- Theatrical release poster
- Directed by: Murugadasa
- Screenplay by: Kothamangalam Subbu Ki. Raa. Nayina
- Based on: Gnana Soundari by Nawab Rajamanikkam Pillai
- Produced by: Nayina
- Starring: M. K. Radha Susheela T. R. Ramachandran P. Kannamba
- Cinematography: M. Natarajan
- Edited by: N. R. Krishnaswamy
- Music by: M. D. Parthasarathy
- Production company: Gemini Studios
- Release date: 18 June 1948;
- Country: India
- Language: Tamil

= Gnana Soundari (Gemini film) =

1948 Indian film directed by Murugadasa and produced by Gemini Studios

Gnana Soundari is a 1948 Indian Tamil-language film produced by Gemini Studios. A film by the same name and with the same story (Gnana Soundari) but with a different cast and crew was produced by Citadel Studios and was running successfully when this film was released. This film was a flop and the producer withdrew it from circuits.

== Plot ==
Gnanam is the only daughter of King Dharmar. From her childhood she is an ardent devotee of Mary, mother of Jesus. She is ill-treated by her step-mother. She grows into a beautiful young girl and becomes Gnana Soundari. Her step-mother plans to kill her while the king is away. Arranged by the step-mother, Gnana Soundari is taken to a forest by goons.
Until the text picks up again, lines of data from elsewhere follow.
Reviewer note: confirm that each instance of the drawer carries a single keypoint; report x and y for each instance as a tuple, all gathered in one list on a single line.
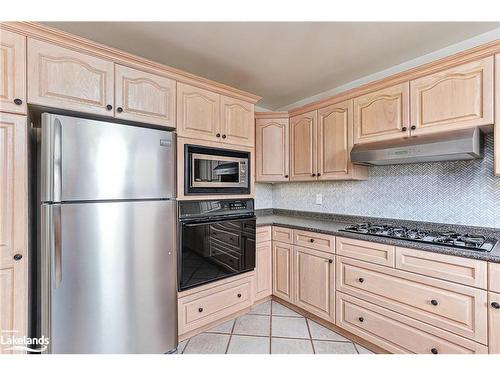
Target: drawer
[(207, 306), (494, 277), (457, 308), (447, 267), (368, 251), (263, 234), (316, 241), (398, 333), (282, 234)]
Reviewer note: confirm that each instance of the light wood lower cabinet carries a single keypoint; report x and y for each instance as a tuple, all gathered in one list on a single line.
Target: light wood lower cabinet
[(457, 308), (13, 227), (63, 78), (12, 72), (398, 333), (282, 270), (494, 322), (144, 97), (272, 150), (453, 99), (383, 114), (263, 270), (314, 282)]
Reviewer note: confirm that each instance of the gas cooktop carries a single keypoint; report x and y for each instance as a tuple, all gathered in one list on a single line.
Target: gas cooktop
[(451, 239)]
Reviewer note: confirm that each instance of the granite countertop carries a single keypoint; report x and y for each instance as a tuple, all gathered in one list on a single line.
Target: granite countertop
[(332, 224)]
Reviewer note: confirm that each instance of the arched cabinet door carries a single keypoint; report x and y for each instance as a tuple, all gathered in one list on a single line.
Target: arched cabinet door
[(272, 150), (382, 114), (303, 146)]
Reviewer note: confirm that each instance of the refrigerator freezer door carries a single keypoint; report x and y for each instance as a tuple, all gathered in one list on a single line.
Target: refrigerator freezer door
[(115, 289), (86, 160)]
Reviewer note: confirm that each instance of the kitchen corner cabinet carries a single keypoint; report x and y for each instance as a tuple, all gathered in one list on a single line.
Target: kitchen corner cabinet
[(282, 270), (303, 147), (13, 225), (12, 72), (237, 122), (314, 282), (272, 150), (382, 114), (64, 78), (460, 97), (144, 97)]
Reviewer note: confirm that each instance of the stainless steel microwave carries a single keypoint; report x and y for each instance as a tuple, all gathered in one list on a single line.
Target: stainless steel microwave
[(215, 171)]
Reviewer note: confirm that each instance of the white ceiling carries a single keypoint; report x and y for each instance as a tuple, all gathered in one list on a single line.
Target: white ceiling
[(282, 62)]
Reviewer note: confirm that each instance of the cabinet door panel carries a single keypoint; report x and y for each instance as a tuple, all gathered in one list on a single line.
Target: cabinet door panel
[(314, 282), (12, 72), (198, 113), (303, 147), (263, 270), (282, 270), (144, 97), (455, 98), (13, 225), (66, 79), (272, 149), (382, 115), (238, 122)]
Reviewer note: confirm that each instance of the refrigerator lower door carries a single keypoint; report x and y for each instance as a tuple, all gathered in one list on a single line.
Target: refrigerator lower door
[(112, 277), (84, 160)]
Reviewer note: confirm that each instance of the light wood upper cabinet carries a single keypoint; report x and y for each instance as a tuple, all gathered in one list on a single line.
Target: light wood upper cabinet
[(455, 98), (64, 78), (12, 72), (198, 113), (303, 147), (282, 270), (315, 282), (13, 225), (272, 150), (237, 122), (382, 114), (144, 97), (263, 270)]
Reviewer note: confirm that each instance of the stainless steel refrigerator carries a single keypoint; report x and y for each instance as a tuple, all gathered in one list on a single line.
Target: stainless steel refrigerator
[(106, 254)]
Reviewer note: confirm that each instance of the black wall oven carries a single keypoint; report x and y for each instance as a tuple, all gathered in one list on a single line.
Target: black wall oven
[(216, 240), (215, 171)]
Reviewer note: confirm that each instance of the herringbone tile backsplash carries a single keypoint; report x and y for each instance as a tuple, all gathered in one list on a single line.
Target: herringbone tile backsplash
[(460, 192)]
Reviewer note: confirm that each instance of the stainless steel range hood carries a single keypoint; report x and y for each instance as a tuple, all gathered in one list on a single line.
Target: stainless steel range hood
[(458, 145)]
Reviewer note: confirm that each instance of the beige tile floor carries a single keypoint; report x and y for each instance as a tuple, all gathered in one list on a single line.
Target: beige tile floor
[(270, 328)]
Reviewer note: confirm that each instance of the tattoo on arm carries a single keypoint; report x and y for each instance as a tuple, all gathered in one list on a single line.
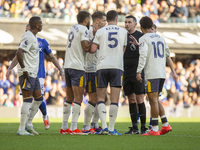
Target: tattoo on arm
[(20, 57), (13, 63)]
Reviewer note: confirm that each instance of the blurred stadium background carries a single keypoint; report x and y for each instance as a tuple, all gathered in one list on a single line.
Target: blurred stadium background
[(178, 21)]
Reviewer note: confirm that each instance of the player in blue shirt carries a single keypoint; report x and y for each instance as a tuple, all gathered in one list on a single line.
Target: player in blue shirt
[(44, 49)]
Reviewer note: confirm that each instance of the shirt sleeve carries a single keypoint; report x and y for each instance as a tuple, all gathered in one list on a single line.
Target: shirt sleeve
[(96, 38), (25, 43), (125, 41), (167, 51), (85, 34), (47, 48), (143, 50)]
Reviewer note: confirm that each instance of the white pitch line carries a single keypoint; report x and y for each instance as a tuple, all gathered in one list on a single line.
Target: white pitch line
[(189, 136)]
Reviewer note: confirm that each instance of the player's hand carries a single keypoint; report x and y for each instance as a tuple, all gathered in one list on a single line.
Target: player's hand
[(175, 77), (135, 42), (138, 77), (25, 74), (95, 28), (62, 74), (8, 73)]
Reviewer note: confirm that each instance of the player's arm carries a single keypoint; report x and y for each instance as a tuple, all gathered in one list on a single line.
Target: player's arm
[(12, 65), (20, 58), (143, 49), (134, 41), (54, 60), (124, 49), (95, 44), (86, 45), (171, 65), (94, 48)]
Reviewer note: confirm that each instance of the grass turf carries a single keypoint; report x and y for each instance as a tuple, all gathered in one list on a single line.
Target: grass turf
[(185, 135)]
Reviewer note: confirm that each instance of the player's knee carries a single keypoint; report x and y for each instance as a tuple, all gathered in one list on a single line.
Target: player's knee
[(40, 98), (28, 99)]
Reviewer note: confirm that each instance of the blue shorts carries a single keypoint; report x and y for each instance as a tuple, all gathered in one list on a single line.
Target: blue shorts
[(74, 77), (133, 86), (29, 84), (154, 85), (91, 82), (112, 76)]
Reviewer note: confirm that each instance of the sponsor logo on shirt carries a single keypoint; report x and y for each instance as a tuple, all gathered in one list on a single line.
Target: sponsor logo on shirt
[(142, 44), (133, 47)]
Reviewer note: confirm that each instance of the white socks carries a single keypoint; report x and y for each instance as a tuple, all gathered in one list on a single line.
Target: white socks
[(24, 114), (102, 114), (88, 112), (112, 116), (95, 118), (34, 108), (66, 114), (75, 115)]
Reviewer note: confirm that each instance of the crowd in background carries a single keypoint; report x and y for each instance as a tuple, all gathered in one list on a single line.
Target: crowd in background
[(185, 93), (165, 11)]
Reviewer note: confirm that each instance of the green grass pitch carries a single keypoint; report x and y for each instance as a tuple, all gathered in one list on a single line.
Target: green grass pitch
[(185, 135)]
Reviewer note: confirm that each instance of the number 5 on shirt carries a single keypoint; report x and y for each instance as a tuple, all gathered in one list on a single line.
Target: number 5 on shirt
[(110, 38)]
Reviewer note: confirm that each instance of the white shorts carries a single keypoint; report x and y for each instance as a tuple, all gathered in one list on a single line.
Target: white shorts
[(42, 85), (41, 80)]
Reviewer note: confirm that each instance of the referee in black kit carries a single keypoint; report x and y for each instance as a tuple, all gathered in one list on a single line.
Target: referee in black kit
[(132, 88)]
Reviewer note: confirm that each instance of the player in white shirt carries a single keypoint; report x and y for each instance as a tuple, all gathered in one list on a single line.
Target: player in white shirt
[(153, 55), (77, 46), (99, 21), (111, 42), (28, 58)]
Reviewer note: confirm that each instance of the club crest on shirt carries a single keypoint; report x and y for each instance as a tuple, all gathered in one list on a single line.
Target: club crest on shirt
[(142, 44), (86, 34), (28, 85), (26, 42), (40, 44), (133, 47)]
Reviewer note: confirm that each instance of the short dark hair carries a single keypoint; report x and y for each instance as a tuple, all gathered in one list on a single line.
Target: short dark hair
[(82, 15), (98, 15), (111, 15), (130, 16), (146, 22), (33, 21), (154, 26)]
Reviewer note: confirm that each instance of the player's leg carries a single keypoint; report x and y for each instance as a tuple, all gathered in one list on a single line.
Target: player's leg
[(142, 112), (95, 119), (26, 105), (152, 92), (78, 97), (165, 125), (90, 107), (78, 86), (67, 104), (129, 92), (114, 96), (38, 98), (133, 114), (116, 80), (101, 92), (43, 107)]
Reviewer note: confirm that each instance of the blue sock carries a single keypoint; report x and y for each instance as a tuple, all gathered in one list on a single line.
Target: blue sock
[(138, 117), (43, 108), (150, 123)]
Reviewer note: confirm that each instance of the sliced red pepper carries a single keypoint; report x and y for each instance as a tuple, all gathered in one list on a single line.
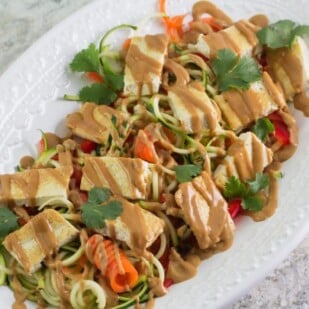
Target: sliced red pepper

However, instead of killing her, the goons amputate both her arms and abandon her. A prince from a neighboring state comes to the forest for hunting and finds Gnana Soundari. He rescues and then falls in love with her. In spite of his father's objection, the prince marries Gnana Soundari. But she has not divulged her true identity to him. Her father's kingdom is attacked by enemies and the Prince, as a neighbor, helps her father in fighting off the attacking army. The father (king) learns the whole story. Mary restores the arms to Gnana Soundari.

== Cast ==
- P. Kannamba as Gnana Soundari
- M. K. Radha as Pilendran
- V. S. Susheela as Arokkiyam
- T. R. Ramachandran as Michael
- L. Narayana Rao as Simiyon
- T. E. Krishnamachariar as Dharmar
- T. N. Meenakshi as Lenal
- Velayutham as Anthony
- Subbaiah Pillai as Michael

== Release and reception ==
Gnana Soundari was released on 18 June 1948. The Indian Express praised the performances of the lead cast, Kannamba's singing, the settings, photography and recording, though the critic felt Radha was underutilised. According to historian Venkatesh Ramakrishnan, viewers disliked the film in which the characters spoke in "Brahmanical" accent for a Christian-themed film and broke the chairs of the theatre. The film stopped screening, and Vasan subsequently announced that it would not be screened in any theatre in the future. Venkatesh Ramakrishnan believes he later burnt the negatives of the film.